TBILISI (Reuters) - Georgia's interior minister said on Friday that $400 million of heroin seized earlier this month, in the country's biggest ever drugs haul, belonged to the Taliban and was headed for Europe.
Ex-Soviet Georgia is on a drug trafficking route between Asia and Europe, often originating in Afghanistan and moving westward via Iran and the South Caucasus to Russia, Turkey or Western Europe, according to a recent U.S. State Department report.
Georgian police arrested two Georgian citizens after finding 2.79 tonnes of liquid heroin in a truck that had entered Georgia from neighbouring Azerbaijan.
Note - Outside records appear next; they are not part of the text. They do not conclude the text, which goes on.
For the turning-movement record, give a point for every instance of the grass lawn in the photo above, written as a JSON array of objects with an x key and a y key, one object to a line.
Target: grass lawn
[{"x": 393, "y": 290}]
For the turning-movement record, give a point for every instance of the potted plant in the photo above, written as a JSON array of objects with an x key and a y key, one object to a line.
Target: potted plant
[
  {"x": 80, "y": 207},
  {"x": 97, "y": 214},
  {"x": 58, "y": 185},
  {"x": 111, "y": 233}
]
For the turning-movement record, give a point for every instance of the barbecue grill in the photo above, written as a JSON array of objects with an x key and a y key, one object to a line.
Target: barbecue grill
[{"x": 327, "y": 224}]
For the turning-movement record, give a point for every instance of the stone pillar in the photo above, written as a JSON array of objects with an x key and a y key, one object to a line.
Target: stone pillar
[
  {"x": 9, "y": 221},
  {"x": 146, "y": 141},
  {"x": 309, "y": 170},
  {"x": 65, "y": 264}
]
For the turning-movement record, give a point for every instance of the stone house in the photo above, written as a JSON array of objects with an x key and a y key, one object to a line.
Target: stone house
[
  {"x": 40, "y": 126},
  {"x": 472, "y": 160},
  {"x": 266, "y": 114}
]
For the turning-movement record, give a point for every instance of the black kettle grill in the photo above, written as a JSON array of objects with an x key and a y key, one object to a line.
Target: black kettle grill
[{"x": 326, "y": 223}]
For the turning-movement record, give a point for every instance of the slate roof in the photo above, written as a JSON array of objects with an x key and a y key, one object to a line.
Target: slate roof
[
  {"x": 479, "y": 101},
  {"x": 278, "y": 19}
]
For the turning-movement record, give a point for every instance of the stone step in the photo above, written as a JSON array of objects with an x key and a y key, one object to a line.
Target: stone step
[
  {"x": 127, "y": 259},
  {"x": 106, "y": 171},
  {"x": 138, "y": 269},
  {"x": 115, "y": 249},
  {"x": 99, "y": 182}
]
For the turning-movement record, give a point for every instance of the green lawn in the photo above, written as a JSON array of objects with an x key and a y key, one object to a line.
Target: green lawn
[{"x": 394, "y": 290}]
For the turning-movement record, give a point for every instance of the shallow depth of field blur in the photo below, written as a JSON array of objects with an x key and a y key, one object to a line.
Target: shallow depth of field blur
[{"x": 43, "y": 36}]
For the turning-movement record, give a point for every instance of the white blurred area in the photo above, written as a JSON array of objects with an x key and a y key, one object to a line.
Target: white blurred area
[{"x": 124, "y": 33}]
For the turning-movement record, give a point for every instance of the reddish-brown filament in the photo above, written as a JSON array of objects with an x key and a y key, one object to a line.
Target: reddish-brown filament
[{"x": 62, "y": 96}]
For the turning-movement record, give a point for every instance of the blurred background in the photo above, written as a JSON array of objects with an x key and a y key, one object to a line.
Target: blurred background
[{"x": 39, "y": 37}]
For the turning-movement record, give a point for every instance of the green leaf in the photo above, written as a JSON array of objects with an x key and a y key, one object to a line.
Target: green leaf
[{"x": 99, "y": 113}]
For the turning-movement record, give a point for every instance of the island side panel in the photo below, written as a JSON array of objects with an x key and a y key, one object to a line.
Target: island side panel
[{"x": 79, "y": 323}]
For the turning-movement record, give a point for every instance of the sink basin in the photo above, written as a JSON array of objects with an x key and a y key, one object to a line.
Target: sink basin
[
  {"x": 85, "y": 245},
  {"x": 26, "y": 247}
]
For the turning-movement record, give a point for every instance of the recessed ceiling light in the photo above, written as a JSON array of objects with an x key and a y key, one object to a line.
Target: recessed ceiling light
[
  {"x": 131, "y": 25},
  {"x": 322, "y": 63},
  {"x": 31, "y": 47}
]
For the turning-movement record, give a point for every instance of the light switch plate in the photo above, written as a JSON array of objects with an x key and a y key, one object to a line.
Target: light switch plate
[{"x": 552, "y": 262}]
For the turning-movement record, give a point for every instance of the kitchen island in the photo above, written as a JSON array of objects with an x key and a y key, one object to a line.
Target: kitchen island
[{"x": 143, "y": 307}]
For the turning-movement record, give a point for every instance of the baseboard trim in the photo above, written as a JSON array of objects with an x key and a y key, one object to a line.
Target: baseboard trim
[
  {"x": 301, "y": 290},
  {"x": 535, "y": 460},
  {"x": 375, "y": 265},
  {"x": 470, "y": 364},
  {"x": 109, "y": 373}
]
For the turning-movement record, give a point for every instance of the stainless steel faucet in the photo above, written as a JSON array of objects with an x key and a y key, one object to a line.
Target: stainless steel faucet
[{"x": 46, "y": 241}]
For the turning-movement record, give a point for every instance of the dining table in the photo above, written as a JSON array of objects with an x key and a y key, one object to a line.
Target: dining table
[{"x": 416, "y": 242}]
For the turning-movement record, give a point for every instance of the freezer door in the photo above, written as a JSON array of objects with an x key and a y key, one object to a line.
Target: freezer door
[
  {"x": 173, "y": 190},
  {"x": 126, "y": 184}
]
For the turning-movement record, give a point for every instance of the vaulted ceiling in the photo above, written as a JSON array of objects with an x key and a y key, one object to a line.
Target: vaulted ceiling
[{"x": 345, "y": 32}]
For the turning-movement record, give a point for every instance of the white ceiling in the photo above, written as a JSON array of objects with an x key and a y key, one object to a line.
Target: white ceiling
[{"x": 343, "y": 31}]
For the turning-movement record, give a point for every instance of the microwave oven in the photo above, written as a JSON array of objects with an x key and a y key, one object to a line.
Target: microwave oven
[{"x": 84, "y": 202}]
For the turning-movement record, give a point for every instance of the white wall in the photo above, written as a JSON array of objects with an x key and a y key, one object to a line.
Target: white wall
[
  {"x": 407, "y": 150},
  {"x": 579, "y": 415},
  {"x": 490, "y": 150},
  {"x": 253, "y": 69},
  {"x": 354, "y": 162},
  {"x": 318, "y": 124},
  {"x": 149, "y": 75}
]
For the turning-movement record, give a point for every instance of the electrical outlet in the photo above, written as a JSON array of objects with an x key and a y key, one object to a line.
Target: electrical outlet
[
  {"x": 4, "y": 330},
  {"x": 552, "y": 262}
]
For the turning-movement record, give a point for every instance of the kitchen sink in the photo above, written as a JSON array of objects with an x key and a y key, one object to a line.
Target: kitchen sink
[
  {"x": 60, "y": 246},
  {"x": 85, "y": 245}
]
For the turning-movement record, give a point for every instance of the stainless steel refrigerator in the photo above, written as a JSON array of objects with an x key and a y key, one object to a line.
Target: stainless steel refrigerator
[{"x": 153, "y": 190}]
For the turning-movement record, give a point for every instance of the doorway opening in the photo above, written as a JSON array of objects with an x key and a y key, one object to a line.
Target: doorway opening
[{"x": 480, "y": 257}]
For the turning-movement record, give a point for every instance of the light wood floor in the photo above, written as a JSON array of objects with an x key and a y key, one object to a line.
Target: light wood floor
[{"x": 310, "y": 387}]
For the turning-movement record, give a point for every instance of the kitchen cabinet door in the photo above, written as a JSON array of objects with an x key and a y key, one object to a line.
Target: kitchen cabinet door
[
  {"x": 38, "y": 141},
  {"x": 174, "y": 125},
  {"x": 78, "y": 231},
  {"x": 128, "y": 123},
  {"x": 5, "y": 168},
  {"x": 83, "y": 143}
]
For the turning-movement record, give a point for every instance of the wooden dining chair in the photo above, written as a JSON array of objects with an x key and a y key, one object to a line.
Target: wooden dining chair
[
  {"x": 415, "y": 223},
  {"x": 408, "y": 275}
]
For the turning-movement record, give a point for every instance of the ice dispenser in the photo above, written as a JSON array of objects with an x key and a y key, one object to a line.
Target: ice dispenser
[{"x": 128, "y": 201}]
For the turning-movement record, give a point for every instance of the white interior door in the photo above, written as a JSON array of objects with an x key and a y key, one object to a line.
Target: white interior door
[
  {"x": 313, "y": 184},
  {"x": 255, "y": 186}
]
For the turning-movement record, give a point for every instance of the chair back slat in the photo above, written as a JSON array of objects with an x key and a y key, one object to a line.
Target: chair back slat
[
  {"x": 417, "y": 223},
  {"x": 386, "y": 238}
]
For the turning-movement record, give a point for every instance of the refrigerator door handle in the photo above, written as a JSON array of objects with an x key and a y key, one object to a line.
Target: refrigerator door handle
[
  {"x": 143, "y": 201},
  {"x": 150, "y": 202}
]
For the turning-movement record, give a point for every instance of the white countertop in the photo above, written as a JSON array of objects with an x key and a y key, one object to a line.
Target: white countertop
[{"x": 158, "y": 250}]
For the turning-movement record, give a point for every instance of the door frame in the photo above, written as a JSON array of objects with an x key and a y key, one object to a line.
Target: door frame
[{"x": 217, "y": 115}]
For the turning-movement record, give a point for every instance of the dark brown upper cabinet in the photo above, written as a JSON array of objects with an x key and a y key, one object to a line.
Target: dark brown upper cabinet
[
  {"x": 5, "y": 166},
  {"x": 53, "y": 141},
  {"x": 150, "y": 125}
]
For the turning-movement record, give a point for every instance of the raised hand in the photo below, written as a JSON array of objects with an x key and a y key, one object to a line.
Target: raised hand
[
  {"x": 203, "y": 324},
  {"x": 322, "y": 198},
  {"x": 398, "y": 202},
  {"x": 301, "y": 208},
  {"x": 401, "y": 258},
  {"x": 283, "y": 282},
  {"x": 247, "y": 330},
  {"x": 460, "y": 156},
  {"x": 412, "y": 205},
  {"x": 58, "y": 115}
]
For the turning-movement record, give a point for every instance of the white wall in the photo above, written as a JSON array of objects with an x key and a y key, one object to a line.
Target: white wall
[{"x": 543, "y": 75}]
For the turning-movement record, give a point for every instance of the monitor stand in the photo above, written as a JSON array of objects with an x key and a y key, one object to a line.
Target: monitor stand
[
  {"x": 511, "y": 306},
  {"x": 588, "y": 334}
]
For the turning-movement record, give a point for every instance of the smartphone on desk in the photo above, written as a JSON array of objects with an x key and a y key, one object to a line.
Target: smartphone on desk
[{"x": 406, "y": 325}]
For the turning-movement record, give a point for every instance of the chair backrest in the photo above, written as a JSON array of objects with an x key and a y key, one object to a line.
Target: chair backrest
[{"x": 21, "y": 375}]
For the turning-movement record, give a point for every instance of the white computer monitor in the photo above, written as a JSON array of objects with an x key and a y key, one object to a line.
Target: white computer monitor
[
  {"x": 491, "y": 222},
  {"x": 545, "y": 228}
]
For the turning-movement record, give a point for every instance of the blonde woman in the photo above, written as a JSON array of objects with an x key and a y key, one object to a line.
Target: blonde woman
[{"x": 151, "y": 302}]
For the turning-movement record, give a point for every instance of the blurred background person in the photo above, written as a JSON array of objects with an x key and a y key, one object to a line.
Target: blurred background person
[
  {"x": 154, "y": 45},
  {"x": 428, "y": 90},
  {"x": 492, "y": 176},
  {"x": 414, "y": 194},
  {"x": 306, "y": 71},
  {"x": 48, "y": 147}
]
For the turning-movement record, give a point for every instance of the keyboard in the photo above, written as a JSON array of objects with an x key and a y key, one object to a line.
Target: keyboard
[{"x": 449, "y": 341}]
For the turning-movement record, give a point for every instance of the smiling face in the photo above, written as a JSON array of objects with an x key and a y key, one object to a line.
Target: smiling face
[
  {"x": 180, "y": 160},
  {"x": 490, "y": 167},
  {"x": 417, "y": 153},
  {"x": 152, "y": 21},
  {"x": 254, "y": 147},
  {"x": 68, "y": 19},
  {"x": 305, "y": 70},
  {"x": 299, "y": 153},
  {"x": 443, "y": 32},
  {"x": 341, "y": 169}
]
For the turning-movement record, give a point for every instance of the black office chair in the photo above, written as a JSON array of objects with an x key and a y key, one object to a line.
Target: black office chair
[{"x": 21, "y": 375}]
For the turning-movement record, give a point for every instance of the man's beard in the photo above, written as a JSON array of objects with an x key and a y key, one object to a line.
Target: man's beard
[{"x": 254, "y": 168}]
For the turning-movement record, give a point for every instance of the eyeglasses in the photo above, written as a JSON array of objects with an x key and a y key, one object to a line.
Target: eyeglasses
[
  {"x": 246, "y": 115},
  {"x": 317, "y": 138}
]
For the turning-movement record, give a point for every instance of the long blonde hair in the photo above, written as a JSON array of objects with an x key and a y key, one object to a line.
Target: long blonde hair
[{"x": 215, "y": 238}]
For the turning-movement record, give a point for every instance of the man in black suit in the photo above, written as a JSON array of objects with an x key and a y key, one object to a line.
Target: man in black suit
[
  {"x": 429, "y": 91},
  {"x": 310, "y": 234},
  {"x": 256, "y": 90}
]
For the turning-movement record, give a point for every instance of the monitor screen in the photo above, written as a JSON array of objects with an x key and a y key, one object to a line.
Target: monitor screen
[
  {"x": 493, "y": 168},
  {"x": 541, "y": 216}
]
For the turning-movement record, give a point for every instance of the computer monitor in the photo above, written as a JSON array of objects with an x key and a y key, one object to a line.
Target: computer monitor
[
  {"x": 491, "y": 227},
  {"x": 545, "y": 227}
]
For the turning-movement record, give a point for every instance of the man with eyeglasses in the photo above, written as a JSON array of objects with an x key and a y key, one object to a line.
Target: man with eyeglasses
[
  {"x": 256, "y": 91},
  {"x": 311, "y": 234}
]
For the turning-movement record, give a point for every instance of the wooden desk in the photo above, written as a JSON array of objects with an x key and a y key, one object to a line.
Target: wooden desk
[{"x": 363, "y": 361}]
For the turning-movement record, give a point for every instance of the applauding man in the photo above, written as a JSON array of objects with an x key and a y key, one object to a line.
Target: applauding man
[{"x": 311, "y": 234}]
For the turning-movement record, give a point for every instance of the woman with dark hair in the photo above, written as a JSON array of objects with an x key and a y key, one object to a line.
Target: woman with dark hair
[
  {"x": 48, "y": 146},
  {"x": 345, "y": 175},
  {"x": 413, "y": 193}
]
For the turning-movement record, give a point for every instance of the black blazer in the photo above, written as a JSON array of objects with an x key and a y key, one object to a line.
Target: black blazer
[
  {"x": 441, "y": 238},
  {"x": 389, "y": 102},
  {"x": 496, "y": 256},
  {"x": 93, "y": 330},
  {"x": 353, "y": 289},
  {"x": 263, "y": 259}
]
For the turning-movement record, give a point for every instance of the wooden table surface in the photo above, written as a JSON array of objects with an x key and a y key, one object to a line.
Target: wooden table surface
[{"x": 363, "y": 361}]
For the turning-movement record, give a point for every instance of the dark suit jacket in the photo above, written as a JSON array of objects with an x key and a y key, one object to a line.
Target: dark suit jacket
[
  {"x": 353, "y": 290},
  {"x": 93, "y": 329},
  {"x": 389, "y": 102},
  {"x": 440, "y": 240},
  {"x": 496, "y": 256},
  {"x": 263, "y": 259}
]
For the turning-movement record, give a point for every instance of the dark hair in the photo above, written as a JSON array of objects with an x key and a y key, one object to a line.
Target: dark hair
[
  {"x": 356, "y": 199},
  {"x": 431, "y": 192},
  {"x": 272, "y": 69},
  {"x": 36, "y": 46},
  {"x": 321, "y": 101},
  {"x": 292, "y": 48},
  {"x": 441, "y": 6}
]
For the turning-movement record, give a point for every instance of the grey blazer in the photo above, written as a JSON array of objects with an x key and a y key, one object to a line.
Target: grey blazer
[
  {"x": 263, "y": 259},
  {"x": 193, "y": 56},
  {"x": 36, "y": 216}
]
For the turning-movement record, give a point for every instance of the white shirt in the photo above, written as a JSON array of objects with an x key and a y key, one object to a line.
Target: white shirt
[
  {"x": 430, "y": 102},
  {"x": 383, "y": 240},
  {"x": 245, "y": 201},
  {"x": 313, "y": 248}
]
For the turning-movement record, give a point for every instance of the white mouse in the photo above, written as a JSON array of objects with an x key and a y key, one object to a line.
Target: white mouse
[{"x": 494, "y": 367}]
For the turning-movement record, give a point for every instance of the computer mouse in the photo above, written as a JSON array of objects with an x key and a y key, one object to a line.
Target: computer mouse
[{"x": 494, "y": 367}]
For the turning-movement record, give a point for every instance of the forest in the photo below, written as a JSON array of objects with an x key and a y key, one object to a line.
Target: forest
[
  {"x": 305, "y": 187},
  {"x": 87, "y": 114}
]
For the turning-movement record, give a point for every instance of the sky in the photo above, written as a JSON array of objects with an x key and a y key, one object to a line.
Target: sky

The truck was carrying 93 30-litre plastic barrels filled with an illegal substance that was 80 percent heroin, the police said.
"That drug originated in Afghanistan and belonged to the Taliban," Alexander Chikaidze, Georgia's interior minister, said during a hearing in parliament on Friday.
"Heroin that we seized worth about $400 million. It was intended to be delivered to Europe via Georgia and Turkey."
Georgia's previous biggest drugs seizure was last July, when police arrested two foreigners after finding 116 kg of heroin in a truck that entered the country from Armenia.
According to the U.S. State Department report, strengthened border security measures since 2013 and a more proactive approach to investigations and inspection in Georgia have "led to a dramatic increase in drug seizures".